In the first pardons of his administration, President Obama Friday set aside the sentences of nine people, including four drug offenders. None of the pardons came for offenses committed within the past decade, and none of the more than 100,000 people currently incarcerated in federal prisons for drug offenses had their sentences commuted.

mercy seasons justice, but just barely (whitehouse.gov)
Pardons grant clemency to people who have already served their sentences, while commutations are granted to people still serving sentences to allow them to go free early.

The non-drug offenses for which pardons were handed out were trivial: a Utah man who got probation for illegal possession of government property in 1972, a Georgia man who got probation for a federal liquor law violation in 1960, a New York man who got probation and a fine for conspiracy to defraud the US in 1988, a Pennsylvania man who got probation and a $20 fine for -- gasp! -- mutilating coins in 1963, and a Texas man who got probation for passing fraudulent securities in 1999.

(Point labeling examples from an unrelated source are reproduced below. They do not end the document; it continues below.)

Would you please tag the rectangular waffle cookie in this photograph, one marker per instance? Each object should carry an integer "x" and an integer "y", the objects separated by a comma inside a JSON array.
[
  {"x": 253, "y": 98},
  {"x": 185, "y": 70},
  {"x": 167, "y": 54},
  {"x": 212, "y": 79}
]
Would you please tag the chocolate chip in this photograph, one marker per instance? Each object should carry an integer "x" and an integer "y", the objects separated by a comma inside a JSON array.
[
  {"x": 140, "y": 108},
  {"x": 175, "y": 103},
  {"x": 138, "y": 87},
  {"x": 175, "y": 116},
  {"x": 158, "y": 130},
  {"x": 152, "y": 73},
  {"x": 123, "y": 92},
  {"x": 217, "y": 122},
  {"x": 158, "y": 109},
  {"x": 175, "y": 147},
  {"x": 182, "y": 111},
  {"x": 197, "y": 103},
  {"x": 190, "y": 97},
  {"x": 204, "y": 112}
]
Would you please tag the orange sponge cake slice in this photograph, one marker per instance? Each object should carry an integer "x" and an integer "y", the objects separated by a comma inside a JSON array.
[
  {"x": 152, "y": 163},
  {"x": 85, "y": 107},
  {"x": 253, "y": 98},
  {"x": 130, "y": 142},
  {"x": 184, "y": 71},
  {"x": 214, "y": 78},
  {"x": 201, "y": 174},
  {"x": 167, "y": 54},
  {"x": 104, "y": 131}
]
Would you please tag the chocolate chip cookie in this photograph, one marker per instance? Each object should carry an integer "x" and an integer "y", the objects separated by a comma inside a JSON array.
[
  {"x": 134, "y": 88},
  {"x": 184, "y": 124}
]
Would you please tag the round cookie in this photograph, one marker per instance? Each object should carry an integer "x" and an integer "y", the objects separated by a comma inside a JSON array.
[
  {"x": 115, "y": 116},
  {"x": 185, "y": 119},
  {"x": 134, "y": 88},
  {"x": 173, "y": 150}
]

All four of the drug offenses concerned cocaine. The pardoned drug offenders are:

  • Timothy James Gallagher of Navasota, Texas, who was convicted of conspiracy to distribute and conspiracy to possess with the intent to distribute cocaine in 1982 and sentenced to three years probation.
  • Roxane Kay Hettinger of Powder Springs, Georgia, who was convicted of conspiracy to distribute cocaine in 1986 and served 30 days in jail and three years on probation.
  • Edgar Leopold Kranz, Jr. of Minot, North Dakota, who was convicted in a military court of wrongful use of cocaine, adultery, and writing bad checks in 1994 and who served 24 months of confinement.
  • Floretta Leavy of Rockford, Illinois, who was convicted in 1984 of distribution of cocaine, conspiracy to distribute cocaine, possession of marijuana with intent to distribute, and possession of cocaine with intent to distribute, and served a year and a day in prison and three years on special parole.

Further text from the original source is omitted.